José David Baena

Mathematical Foundations of Model Compression: Theory Behind Tiny LLMs

Banner.jpeg
Published on
/13 mins read

📚 Tiny Language Models Series - Track 1: Foundation

Part 3 of 3 - Understanding the mathematical theory behind efficient models

  1. 1.1 Tiny Language Models: Complete Guide
  2. 1.2 Evolution of Efficient LLMs
  3. 1.3 Mathematical Foundations (You are here)

Four mathematical pillars explain why compression works

Understanding the math behind compression changed how I approach model optimization. After years of trial-and-error compression attempts, learning the theory was a revelation—I could finally reason about what's possible and predict when approaches would fail before wasting compute.

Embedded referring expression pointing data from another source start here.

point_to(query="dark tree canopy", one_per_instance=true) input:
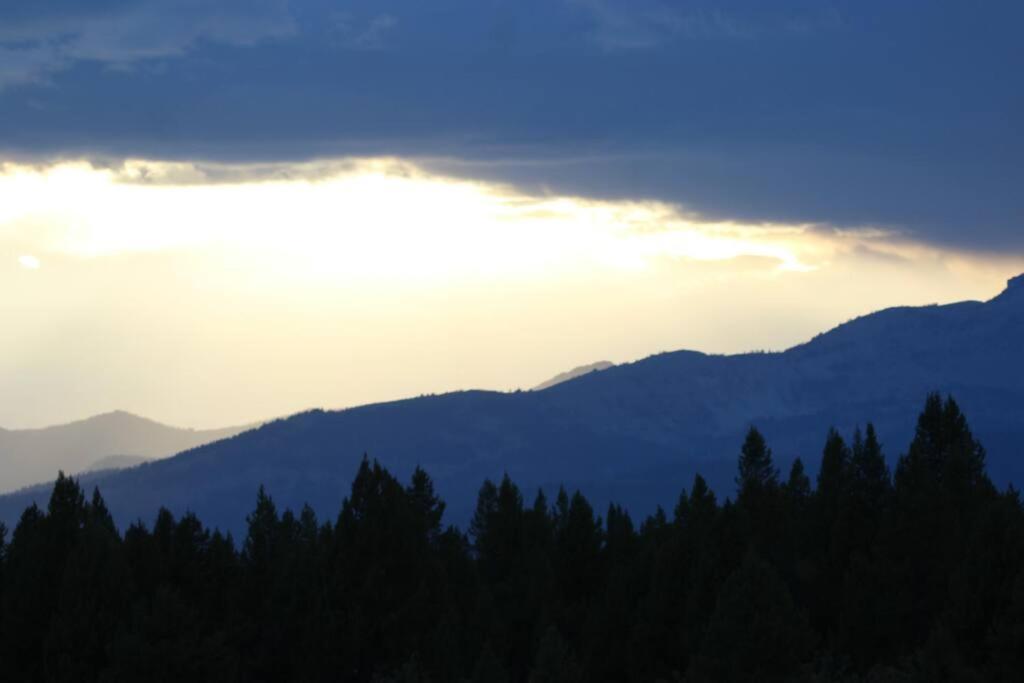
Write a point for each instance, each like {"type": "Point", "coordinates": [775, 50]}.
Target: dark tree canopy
{"type": "Point", "coordinates": [862, 577]}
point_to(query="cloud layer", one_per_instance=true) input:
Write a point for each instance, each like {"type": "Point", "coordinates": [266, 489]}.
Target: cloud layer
{"type": "Point", "coordinates": [904, 116]}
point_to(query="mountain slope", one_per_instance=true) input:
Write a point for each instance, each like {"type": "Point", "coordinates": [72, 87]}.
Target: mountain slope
{"type": "Point", "coordinates": [572, 374]}
{"type": "Point", "coordinates": [634, 433]}
{"type": "Point", "coordinates": [30, 456]}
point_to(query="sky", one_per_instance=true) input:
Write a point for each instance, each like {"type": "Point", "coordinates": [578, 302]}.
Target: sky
{"type": "Point", "coordinates": [219, 211]}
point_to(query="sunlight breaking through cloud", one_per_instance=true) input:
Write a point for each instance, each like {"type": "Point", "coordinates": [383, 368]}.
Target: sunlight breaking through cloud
{"type": "Point", "coordinates": [343, 282]}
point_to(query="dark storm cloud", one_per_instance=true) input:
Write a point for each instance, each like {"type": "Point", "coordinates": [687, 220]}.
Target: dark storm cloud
{"type": "Point", "coordinates": [902, 115]}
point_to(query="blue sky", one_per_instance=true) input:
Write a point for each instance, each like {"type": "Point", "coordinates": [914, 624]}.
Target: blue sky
{"type": "Point", "coordinates": [902, 115]}
{"type": "Point", "coordinates": [239, 209]}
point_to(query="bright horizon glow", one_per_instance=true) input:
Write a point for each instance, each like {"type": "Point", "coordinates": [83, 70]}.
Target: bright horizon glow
{"type": "Point", "coordinates": [208, 295]}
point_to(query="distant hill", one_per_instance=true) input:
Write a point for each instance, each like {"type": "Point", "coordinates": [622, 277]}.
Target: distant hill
{"type": "Point", "coordinates": [572, 374]}
{"type": "Point", "coordinates": [105, 441]}
{"type": "Point", "coordinates": [116, 463]}
{"type": "Point", "coordinates": [634, 433]}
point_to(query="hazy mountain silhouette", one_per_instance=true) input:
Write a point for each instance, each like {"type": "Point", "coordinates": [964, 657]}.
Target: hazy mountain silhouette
{"type": "Point", "coordinates": [634, 433]}
{"type": "Point", "coordinates": [572, 374]}
{"type": "Point", "coordinates": [116, 463]}
{"type": "Point", "coordinates": [107, 441]}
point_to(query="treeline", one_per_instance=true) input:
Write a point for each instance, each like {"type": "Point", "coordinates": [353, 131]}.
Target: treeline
{"type": "Point", "coordinates": [868, 575]}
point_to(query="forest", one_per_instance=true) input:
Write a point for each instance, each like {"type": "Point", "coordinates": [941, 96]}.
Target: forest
{"type": "Point", "coordinates": [866, 573]}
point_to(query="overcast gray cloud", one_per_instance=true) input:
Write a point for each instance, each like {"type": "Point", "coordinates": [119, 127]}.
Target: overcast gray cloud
{"type": "Point", "coordinates": [872, 113]}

75% size reduction. 2% accuracy loss. That's not magic—it's information theory and linear algebra.

TL;DR: Distillation transfers dark knowledge through temperature-scaled softmax. Quantization uses k-bit precision with bounded error. Pruning exploits the Lottery Ticket Hypothesis. LoRA reduces fine-tuning to rank-r updates. These four techniques compose.

The compression that shouldn't have worked: Consider a common pattern: quantizing a 1.5B model to INT4 expecting maybe 85% quality retention based on industry rule-of-thumb—but getting 97%. Why? The model's weight distribution is unusually narrow—most weights clustered near zero. INT4's 16 levels cover the actual range with minimal discretization error. Try the same technique on a model with wide weight distribution and quality drops to 61%. The math predicts both outcomes: quantization error scales with weight variance divided by bit precision squared. Understanding the theory explains why some models compress well—and warns against expecting the same behavior from architecturally different models.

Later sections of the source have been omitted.